SAP HANA External Machine Learning: Take 2
You might have already seen my earlier blog introducing SAP HANA External Machine Learning library which discusses how you can access TensorFlow models from HANA?
Well in the rush to produce hands-on video tutorials in time for RTC (release to customer) perhaps the content wasn’t as elegant as it could be.
The scenario involved tweaking of the standard TensorFlow MNIST model to change the default signature and a HANA table with 784 columns – Ouch!
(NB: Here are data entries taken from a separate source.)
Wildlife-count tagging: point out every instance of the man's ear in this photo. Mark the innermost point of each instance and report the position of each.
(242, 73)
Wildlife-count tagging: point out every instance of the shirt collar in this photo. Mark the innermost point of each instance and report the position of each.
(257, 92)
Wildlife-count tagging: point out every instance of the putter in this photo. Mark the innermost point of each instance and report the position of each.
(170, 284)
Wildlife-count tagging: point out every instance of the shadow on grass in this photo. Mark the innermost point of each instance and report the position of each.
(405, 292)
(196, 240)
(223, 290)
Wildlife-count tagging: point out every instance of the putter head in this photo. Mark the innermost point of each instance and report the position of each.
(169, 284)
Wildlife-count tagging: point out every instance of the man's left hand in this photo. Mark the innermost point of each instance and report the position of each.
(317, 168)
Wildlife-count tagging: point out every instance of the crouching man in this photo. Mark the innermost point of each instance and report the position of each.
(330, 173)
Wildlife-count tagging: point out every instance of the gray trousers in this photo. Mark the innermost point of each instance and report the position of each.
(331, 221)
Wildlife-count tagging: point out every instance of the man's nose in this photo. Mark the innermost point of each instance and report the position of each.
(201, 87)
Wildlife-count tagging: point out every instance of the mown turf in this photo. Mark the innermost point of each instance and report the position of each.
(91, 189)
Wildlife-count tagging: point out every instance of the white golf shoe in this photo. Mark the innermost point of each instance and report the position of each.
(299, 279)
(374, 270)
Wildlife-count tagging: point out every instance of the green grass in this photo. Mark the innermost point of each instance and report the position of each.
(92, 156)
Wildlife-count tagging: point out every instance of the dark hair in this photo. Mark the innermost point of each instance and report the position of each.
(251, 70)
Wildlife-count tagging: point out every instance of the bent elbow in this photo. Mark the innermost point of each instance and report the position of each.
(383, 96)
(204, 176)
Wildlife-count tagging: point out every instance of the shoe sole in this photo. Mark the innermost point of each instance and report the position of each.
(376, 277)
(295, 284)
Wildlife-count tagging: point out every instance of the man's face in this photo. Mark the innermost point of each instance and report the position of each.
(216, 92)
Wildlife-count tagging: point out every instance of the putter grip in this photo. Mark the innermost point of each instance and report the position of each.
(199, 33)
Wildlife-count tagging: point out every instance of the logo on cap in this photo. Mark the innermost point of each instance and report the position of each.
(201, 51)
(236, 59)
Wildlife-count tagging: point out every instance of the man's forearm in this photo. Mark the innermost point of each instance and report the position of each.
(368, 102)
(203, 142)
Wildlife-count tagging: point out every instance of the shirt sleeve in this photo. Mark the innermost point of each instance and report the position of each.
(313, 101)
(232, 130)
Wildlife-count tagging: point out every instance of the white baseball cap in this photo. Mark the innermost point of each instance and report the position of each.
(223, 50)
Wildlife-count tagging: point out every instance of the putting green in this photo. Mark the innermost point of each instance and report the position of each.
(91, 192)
Partly this was due to me using an internal pre-release – some things changed between that and RTC – but also very much due to my lack of knowledge. Interesting your feedback also made it clear that not everyone has a TensorFlow Serving environment up and running – so perhaps we could provide some pointers in that area too?
A lot of water has passed under the bridge since then and having had time for additional research we’ve been able to significantly revise the content. Yesterday we published 6 all-new video tutorials that show how to get going with the EML and TensorFlow and all in the context of SAP HANA, express edition.
The scenario now uses the standard MNIST model without modification, has a single BLOB column in HANA to store the image of a handwritten digit, and uses Database Explorer (via Web IDE for SAP HANA) rather than Eclipse as the development environment (though you could still use Eclipse if you prefer).
There’s a video showing how to install and configure TensorFlow with Tensorflow Serving from scratch in Google Cloud Platform – and given that SAP HANA, Express Edition is also available there you can take full advantage of the free trial!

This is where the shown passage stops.